SAVANNAH, Ga. (AP) — Calling it a “once in a generation milestone,” Georgia Gov. Brian Kemp on Friday touted completion of a $973 million expansion of the shipping channel linking the Port of Savannah to the Atlantic Ocean as an accomplishment that will deliver a lasting boost to commerce in the state.
Work to deepen 40 miles (64 kilometers) along the Savannah River to make room for larger cargo ships wrapped up earlier this month, 6 1/2 years after dredging began. But the project began much earlier with feasibility studies that began in 1997, when Bill Clinton was president and Zell Miller served as Georgia’s governor.
“To say that today has been a long time coming is an understatement,” Kemp told about 50 people gathered on the Savannah waterfront a few miles downriver from where towering cranes load and unload ships along the port’s docks. “This is a day that all Georgians should be proud of, no matter who they are, where they work or how they vote.”
The Port of Savannah is the nation’s fourth busiest for cargo shipped in containers, large metal boxes used to transport goods ranging from consumer electronics to frozen chickens. The port handled a record 5.6 million container units last year, a whopping 20% increase in cargo volumes over 2020.
The dredging of mud and sediment from the river bottom got underway in 2015 as Savannah and other U.S. ports raced for deeper water to accommodate bigger ships arriving along the East Coast through an expanded Panama Canal.

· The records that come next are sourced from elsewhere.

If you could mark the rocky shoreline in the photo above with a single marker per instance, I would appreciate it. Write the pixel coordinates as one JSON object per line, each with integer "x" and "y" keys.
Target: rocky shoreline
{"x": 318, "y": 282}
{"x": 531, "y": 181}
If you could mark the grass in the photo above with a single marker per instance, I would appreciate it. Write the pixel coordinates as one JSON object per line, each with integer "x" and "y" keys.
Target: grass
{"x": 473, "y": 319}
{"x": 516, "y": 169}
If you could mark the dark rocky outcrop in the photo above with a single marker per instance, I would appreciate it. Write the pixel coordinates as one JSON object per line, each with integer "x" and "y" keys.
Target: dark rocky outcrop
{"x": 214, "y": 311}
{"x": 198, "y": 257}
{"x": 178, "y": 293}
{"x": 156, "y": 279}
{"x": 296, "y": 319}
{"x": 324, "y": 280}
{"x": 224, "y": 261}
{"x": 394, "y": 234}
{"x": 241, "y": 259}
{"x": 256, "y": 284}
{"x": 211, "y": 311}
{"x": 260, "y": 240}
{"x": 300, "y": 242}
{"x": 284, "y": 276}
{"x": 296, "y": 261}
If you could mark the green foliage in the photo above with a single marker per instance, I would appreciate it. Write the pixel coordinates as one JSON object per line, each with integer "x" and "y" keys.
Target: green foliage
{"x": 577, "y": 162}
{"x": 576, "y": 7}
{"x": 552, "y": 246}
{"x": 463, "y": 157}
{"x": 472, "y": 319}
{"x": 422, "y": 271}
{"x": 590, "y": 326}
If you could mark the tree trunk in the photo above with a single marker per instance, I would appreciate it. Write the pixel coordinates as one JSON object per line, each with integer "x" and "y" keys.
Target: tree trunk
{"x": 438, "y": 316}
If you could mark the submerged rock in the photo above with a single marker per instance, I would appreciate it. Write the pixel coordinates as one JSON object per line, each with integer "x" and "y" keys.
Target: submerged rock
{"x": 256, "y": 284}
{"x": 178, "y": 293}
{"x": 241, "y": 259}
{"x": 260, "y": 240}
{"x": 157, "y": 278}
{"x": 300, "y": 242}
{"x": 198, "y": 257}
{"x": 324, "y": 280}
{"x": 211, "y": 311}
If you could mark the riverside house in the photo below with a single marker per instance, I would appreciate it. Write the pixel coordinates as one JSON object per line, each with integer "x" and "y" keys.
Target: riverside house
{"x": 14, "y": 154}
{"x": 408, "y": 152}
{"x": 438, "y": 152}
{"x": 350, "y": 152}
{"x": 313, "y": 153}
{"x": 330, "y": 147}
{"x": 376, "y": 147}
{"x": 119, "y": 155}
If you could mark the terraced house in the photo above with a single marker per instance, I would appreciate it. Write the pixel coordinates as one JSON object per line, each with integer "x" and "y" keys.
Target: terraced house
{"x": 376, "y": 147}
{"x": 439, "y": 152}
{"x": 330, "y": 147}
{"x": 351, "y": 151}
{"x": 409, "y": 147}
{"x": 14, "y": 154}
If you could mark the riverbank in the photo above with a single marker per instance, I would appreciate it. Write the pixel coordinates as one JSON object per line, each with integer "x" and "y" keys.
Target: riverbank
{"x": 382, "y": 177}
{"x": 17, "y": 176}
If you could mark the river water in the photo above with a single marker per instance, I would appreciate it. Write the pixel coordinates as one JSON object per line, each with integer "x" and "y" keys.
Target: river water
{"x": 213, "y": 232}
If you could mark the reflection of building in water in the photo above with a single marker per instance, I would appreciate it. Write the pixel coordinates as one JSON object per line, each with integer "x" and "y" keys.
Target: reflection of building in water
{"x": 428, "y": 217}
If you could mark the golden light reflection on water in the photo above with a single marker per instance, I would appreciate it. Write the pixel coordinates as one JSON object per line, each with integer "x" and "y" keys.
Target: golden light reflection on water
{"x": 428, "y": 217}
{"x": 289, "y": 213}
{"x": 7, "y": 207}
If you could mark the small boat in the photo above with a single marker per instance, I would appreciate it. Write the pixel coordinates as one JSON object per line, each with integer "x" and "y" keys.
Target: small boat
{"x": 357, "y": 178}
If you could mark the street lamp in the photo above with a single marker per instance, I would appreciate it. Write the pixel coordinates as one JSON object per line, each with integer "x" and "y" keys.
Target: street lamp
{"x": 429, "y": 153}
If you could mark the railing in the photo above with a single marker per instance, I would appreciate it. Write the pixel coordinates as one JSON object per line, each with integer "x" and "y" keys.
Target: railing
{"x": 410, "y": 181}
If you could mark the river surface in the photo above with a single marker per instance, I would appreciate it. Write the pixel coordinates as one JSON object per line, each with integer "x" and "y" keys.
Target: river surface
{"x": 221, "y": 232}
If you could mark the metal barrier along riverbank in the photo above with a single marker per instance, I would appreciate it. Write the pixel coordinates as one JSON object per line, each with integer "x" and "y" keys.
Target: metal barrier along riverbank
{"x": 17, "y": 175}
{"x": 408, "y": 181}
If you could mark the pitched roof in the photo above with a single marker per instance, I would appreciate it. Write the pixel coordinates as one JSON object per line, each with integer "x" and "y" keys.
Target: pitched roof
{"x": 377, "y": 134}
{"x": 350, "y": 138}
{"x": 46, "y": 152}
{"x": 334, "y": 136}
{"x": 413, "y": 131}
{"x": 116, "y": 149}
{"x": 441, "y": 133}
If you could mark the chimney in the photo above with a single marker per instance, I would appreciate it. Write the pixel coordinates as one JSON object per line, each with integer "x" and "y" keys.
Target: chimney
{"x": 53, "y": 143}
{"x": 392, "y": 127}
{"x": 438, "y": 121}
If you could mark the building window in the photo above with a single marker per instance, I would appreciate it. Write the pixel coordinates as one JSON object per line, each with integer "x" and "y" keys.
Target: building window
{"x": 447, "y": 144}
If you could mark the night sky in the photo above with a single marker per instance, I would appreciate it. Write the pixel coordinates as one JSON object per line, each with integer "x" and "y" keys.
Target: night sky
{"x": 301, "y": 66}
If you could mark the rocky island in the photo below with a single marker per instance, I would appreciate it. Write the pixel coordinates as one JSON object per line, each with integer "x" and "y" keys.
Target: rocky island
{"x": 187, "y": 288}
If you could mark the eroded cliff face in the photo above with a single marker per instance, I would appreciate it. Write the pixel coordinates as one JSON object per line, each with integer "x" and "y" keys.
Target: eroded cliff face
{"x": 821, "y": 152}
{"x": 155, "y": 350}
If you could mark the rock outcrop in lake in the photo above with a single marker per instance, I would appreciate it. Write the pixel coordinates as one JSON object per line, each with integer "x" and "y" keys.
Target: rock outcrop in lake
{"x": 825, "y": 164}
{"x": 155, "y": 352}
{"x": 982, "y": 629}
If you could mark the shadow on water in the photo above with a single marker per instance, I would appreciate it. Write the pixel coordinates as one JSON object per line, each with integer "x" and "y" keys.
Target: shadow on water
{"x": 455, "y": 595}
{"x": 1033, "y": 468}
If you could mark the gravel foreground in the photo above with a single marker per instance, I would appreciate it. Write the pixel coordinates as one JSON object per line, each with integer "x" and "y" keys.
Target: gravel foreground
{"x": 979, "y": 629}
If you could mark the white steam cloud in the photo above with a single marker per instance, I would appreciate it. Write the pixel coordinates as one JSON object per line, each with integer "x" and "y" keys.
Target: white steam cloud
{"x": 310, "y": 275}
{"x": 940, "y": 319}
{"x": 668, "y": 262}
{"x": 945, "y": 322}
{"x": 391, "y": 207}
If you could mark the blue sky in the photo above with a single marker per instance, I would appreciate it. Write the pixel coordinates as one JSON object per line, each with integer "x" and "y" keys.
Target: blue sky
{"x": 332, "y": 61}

Overseen by the Army Corps of Engineers and funded jointly by the federal government and the state, the harbor expansion added 5 feet (1.5 meters) of depth to the Savannah River shipping channel. That allows larger ships carrying heavier loads to come and go without waiting for higher tides.
“Deeper water means that ships can carry up to an additional 1,000 extra containers,” said Joel Wooten, chairman of the Georgia Ports Authority’s board of directors. “It’s important to the importers, it’s also important to Georgia exporters. It will mean greater speed and greater efficiency getting Georgia grown and Georgia manufactured goods to global markets.”
The harbor expansion was not just about dredging. The government spent $14 million salvaging the sunken remains of the ironclad Confederate gunship CSS Georgia, which had been scuttled in the river during the Civil War. Another $100 million went to installing large machines that inject extra oxygen into the river to help blue crabs, striped bass and endangered shortnose sturgeon breathe. They were part of a legal settlement to offset environmental damage caused by the project.
Georgia port officials are planning aggressively for more growth. Griff Lynch, the port authority’s executive director, announced last month plans to increase Savannah’s capacity for cargo containers by 58% over the next three years.
Lynch said the shipping channel’s new depth of 47 feet (14 meters) should last a long while. But he’s warned that even larger ships coming online within the next decade may not fit underneath the Eugene Talmadge Memorial Bridge that spans the river between the port and downtown Savannah.
Lynch said the state Department of Transportation is studying whether to raise or replace the large suspension bridge built in 1991. He said he expects a report later this year.